Durch die Schaffung des Staates Israel 1948 im dünn besiedelten, aber dennoch von einer halben Million Menschen bewohnten Palästina fühlten sich die Araber ein weiteres Mal von den ehemaligen Mandatsmächten verraten und erklärten, nachdem sie der UNO-Entscheidung nicht zugestimmt hatten, den Krieg, der bereits nach demselben Muster ablief, das seither alle Auseinandersetzungen zwischen Israelis und Arabern prägt. Einem rhetorisch wilden Verneinen ohne ein Gegengewicht an eigenem positivem Wollen, einer Fehleinschätzung der Gegner und der Neutralen und einer unkoordinierten und halbherzigen Aggression bei den Arabern steht eine immer schon strategisch erwartete, durchgeplante, von taktischen Zielen geformte und so professionell wie skrupellos geführte Vorwärtsverteidigung der Israelis gegenüber.
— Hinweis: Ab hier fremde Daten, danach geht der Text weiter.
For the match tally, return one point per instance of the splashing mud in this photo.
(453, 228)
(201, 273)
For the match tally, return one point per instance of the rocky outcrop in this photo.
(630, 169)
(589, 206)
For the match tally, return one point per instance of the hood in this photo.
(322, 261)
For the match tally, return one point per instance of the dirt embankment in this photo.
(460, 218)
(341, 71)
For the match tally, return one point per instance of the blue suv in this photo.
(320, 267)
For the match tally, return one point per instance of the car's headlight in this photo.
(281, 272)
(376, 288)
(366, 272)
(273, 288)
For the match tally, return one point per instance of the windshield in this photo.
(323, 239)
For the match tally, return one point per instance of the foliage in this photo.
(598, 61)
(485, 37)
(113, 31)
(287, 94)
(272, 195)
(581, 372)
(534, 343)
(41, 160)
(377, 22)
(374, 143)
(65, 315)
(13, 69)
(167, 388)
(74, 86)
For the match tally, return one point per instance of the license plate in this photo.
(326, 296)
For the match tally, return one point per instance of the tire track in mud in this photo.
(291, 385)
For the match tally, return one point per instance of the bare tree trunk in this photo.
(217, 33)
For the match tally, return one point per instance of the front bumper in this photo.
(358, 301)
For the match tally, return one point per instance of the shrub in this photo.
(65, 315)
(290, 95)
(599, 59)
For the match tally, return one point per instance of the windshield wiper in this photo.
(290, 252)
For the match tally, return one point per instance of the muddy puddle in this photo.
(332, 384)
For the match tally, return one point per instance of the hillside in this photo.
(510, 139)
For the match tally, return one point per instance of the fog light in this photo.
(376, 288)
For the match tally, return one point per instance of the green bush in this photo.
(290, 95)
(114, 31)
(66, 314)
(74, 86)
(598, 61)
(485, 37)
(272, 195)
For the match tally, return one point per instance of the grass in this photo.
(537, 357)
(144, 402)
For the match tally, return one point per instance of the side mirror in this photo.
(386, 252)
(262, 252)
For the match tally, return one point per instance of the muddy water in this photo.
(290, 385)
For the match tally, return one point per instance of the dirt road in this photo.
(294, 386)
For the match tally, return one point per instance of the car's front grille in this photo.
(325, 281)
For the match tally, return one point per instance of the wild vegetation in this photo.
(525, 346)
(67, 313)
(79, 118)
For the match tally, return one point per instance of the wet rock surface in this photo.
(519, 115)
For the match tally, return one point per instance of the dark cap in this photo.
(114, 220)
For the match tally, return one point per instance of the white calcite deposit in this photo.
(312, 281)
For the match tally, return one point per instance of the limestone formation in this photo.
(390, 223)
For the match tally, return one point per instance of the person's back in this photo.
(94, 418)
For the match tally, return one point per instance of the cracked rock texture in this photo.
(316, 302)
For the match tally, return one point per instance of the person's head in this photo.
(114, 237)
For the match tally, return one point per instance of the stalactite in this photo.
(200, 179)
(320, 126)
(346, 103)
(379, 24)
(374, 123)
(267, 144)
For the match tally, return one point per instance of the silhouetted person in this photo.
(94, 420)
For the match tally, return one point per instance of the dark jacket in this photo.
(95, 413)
Das war 1948 so, mit dem Ergebnis, dass ein palästinensisches Flüchtlingsproblem entstand, das von den Mandatsmächten, Ägypten für den Gaza-Streifen, Jordanien für das Westjordanland, mit brüderlicher Rhetorik und härtester Hand gelöst wurde, das war 1967 so, 1973 und bei allen weiteren Auseinandersetzungen bis hin zum unerklärten Krieg derzeit gegen den Libanon.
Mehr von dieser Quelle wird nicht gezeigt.